Protocolo de búsqueda bibliográfica y revisión de Dispositivos Médicos

Freyr ofrece servicios personalizados de elaboración de protocolos de búsqueda Dispositivos Médicos y de revisión Dispositivos Médicos , diseñados para cumplir con los estrictos requisitos normativos internacionales, entre los que se incluyen el Dispositivos Médicos de la Unión Europea Dispositivos Médicos (EU MDR) 2017/745 y el Reglamento de la Unión Europea sobre productos para diagnóstico in vitro (IVDR de la UE) 2017/746.

Nuestro equipo de expertos científicos y normativos se especializa en búsquedas de bibliografía médica y clínica, así como en revisiones de la normativa, lo que permite a los fabricantes tomar decisiones fundamentadas basadas en pruebas de alta calidad. Nos aseguramos de que el desarrollo de su dispositivo, su evaluación clínica y la planificación de su ciclo de vida se basen en unos sólidos fundamentos científicos.

Protocolo de búsqueda Dispositivos Médicos y resumen de la revisión sobre diagnósticos in vitro (IVD) y Dispositivos Médicos

En el complejo panorama de los productos sanitarios y los productos para diagnóstico in vitro (IVD), un protocolo de búsqueda bibliográfica bien estructurado para los productos sanitarios es más que un simple ejercicio de investigación: es un requisito fundamental para cumplir con EU MDR y el Reglamento (UE) 2017/746 sobre productos para diagnóstico in vitro.

Una revisión exhaustiva de la literatura médica respalda las evaluaciones clínicas y de rendimiento, las actividades posteriores a la comercialización y las solicitudes reglamentarias.
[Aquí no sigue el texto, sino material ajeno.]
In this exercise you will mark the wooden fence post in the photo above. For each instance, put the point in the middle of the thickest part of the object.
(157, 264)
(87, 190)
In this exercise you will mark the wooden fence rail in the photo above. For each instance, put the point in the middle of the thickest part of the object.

Permite la transparencia, la trazabilidad y la reproducibilidad, aspectos esenciales tanto para cumplir con las expectativas reglamentarias como para garantizar la localizabilidad de la evidencia generada por la IA, elementos clave destacados por los organismos reguladores internacionales y fundamentales para la localizabilidad de las búsquedas basadas en la IA.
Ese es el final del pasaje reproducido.